News Feature | February 27, 2014

RAC Audits On Hold, Pressure For Permanent Changes

Source: Health IT Outcomes
Christine Kern

By Christine Kern, contributing writer

Facing huge backlog in appeals, CMS temporarily pauses RAC audits

Begun in 2009, the Recovery Audit Program (RAC) was designed to review claims to detect and correct inappropriate Medicare payments. Presently, Modern Healthcare reports CMS is effectively suspending the program with its current contractors while it awards new contracts. Beleaguered by backlogs and delays, RAC has been under attack from many sides.  The temporary suspension could be seen as tacit acknowledgment of the need to address issues with the program, according to some healthcare analysts.

According to the CMS memo announcing the program’s suspension, there are several key dates providers should note:

• February 21 is the last day a Recovery Auditor may send a postpayment Additional Documentation Request (ADR)
• February 28 is the last day a MAC may send prepayment ADRs for the Recovery Auditor Prepayment Review Demonstration
• June 1 is the last day a Recovery Auditor may send improper payment files to the MACs for adjustments

McKnight’s reports this means “effectively halting all auditing,” according to the American Coalition for Healthcare Claims Integrity, an association representing the auditors.

Understandably, the auditors' group blasted the pause, arguing that the RAC program recovers more than $1 billion in improper payments each quarter. The association stated hospitals seeking less oversight and a “complicit” Congress have joined forces to undermine the program, which will hurt taxpayers and Medicare's solvency.

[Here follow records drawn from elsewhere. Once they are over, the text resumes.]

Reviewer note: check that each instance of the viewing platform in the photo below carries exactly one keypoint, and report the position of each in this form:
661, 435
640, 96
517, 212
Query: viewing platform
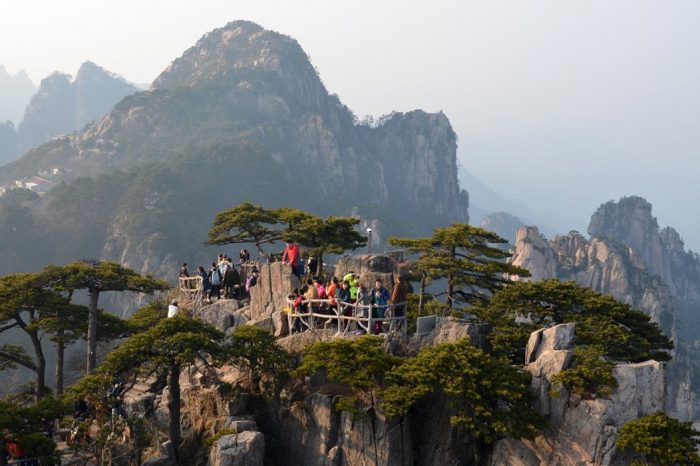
270, 304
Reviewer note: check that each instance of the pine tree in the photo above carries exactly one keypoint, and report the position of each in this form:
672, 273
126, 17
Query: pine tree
170, 346
465, 257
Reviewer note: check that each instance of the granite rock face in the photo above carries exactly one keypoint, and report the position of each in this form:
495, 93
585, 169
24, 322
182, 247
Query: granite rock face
62, 106
246, 448
242, 82
582, 431
15, 92
315, 433
630, 258
270, 294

Other groups are supportive of the hiatus and hope that it foreshadows permanent changes in the program.  “I'm interpreting this as the CMS using the pretext of re-procurement as a reason to pause the program and address the enormous amount of concern that has arisen from the provider community,” said Emily Evans, a partner and legislative/regulatory analyst at Obsidian Research Group. “I expect this hiatus to be prolonged; I don't think this is a couple month's thing or a six-month thing.”

According to Mark Parkinson, CEO and president of the American Health Care Association/National Center for Assisted Living, the pause is a "welcomed next step" as long-term and post-acute care providers continue to press for "timely and appropriate initial Medicare claim processing and early appeal decisions.”

The temporary hiatus is seen as necessary since the appeals process has become so overloaded that HHS' Office of Medicare Hearings and Appeals recently began notifying hospitals that it won't be able to accept new appeals until the system is caught up.

The pressure is growing as the 65 administrative law judges in place were expected to see 2,000 claims per week, not the 15,000 weekly submissions they currently receive.  As a result, there is a backlog of some 350,000 appeals.